Брат покраснел от натуги, но упрямо замотал головой. Перехватив кастрюлю покрепче, он потащил её в центр круга так быстро, что Эдвард едва за ним поспевал.
Наверное, со стороны они напоминали муравьёв, которые тащили домой мелкий камешек, чтобы закрыть муравейник от дождя. Эдварду вся эта картина представилась настолько живо, что он засмеялся, едва не выронив кастрюлю.
Альфонс глянул на него с испугом.
Кастрюля с грохотом ударилась об пол. В полумраке вода маслянисто поблескивала, отражая бледную радугу.
Эдвард шумно выдохнул, вытирая рукавом лоб. У него дрожали руки и голос, путались мысли, хотя самый сложный этап остался позади. Формулу преобразования вычерчивали несколько часов, и несколько раз приходилось его переделывать: нарисовать ровные линии на такой большой площади не получалось. Всё, что им осталось теперь — хлопнуть ладонями по границе круговой формулы, чтобы запустить процесс.

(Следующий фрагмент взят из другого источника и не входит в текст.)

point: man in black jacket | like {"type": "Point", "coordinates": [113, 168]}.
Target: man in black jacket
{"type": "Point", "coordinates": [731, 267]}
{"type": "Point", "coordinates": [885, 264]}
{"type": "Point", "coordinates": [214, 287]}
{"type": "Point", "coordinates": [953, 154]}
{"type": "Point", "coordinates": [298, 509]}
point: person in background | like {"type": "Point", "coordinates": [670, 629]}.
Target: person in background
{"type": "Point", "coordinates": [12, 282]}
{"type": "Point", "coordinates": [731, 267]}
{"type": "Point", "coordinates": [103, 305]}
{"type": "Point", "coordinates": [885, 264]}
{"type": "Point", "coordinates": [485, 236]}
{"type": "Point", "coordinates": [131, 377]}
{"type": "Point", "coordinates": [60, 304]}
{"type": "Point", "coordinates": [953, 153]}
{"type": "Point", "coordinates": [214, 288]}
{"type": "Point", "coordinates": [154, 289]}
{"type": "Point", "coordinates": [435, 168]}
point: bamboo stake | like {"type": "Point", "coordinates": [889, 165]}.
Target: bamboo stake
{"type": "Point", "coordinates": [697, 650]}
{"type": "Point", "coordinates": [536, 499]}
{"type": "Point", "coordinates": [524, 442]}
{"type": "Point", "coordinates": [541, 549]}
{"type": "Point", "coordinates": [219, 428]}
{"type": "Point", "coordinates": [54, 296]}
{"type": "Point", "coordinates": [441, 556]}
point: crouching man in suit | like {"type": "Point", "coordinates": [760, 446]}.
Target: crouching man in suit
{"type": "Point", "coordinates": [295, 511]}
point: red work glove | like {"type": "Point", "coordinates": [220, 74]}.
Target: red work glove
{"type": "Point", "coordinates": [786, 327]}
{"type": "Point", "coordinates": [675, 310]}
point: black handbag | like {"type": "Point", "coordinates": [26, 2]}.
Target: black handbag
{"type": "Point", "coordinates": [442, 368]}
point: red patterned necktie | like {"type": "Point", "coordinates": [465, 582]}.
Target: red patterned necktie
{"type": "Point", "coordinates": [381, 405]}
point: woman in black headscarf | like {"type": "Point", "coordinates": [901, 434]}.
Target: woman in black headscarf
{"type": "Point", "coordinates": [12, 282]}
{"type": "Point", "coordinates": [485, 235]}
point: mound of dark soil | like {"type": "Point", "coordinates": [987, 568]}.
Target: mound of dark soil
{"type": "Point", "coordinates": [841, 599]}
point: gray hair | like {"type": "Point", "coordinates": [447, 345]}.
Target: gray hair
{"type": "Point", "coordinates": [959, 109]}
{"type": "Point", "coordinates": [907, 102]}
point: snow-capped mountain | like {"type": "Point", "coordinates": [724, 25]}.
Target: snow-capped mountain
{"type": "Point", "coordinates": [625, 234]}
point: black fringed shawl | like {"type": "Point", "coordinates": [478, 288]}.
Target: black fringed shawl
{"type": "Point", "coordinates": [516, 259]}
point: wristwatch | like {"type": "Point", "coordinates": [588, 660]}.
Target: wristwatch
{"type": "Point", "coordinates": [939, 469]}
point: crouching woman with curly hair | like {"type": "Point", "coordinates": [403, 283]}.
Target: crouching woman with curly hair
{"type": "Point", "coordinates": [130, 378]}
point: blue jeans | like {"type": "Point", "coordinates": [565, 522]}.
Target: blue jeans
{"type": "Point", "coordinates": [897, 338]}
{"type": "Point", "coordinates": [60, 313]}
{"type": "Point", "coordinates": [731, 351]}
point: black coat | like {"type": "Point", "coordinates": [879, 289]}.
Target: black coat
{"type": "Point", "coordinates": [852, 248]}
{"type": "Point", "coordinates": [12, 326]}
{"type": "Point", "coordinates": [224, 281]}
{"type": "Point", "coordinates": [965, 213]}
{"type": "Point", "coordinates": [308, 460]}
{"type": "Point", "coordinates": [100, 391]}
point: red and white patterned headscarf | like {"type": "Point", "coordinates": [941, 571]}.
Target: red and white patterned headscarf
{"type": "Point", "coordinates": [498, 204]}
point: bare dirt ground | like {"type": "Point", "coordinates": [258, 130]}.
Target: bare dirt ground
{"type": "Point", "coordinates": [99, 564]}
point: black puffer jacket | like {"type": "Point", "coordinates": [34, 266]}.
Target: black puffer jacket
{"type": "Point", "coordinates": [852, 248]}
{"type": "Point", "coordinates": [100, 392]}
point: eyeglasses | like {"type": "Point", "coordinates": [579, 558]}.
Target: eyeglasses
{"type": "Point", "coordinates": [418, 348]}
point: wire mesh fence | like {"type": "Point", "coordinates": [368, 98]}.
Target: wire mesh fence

Один хлопок — и мама вернётся к ним, и дом снова наполнится её голосом и смехом, и будет гореть свет по вечерам, и снова запахнет пирогом.
Эдвард потащился к границе круга. Он с трудом переставлял ноги, сердце бухало, как запертый в клетке зверёныш, и дрожь пробиралась по плечам щекочущим холодком.
Он плюхнулся на пол. Вдохнул, снова выдохнул, пытаясь восстановить ровное дыхание, хмыкнув, причесал пятернёй волосы.
Рядом послышался шорох, и плеча коснулась чужая рука.
— Начинаем, Эд?
— Да, начина…
Эдвард осёкся, услышав скрип двери. Переглянувшись с притихшим братом, он развернулся на звук. Это сквозняк, наверняка же сквозняк?
На пороге стояла невысокая фигура. Полумрак скрывал черты лица, но Эдвард узнал её и так.
— Бабуля Пинако? — в ужасе прошептал брат.
— Блин, хорош так пугать! — Эдвард вскочил на ноги. — Заходишь тут без стука, а мы заняты!
Прятать от неё формулу было уже поздно, оставалось вытолкать её отсюда, пока она не успела ничего понять.
— Чем это заняты? — в её голосе зазвенело волнение. — Эдвард, что вы собрались преобразовать?
Оглянувшись на кастрюлю, Альфонс нервно облизнулся.
— Бо-о-ольшущий слиток золота, во-от такой! — Эдвард расставил руки пошире, точно рыбак, хвастающийся уловом. — Всему Ризенбургу хватит, ага!
— Это разве не запрет? — одновременно спросили Пинако с Альфонсом.
— Да ну что ж ты всё так прямо понимаешь?
Пинако подошла к границе круга, и Эдвард невольно затаил дыхание. Пусть она не разбиралась в алхимии, самую простую формулу преобразования Пинако видела, а нынешний чертёж здорово от неё отличался.
— Знаешь, Эдвард, по-моему это лучше стереть.
— С чего бы? — набычился он.
Она повернулась. В полумраке очки Пинако походили на два стрекозиных глаза.
— Не нравится мне, что вы здесь затеяли.
— Это наш дом! — возмутился Эдвард. — Хотим и чертим, да, Ал?
Брат неуверенно кивнул.
— Почему ж вы тогда спрятались здесь и шторы задёрнули, м? Только не говори, что вы собрались преобразовать золото из воды.
Эдвард скосил глаза на крючковатый палец, который упирался ему в грудь.
— Там вообще-то металл есть!
— И фтор, да?
— И что? — заносчиво фыркнул Эдвард.
— Значит, там металл, вода и фтор. А ещё я чую серу. Эдвард, вы что… — её голос дрогнул, — собрались преобразовать человека?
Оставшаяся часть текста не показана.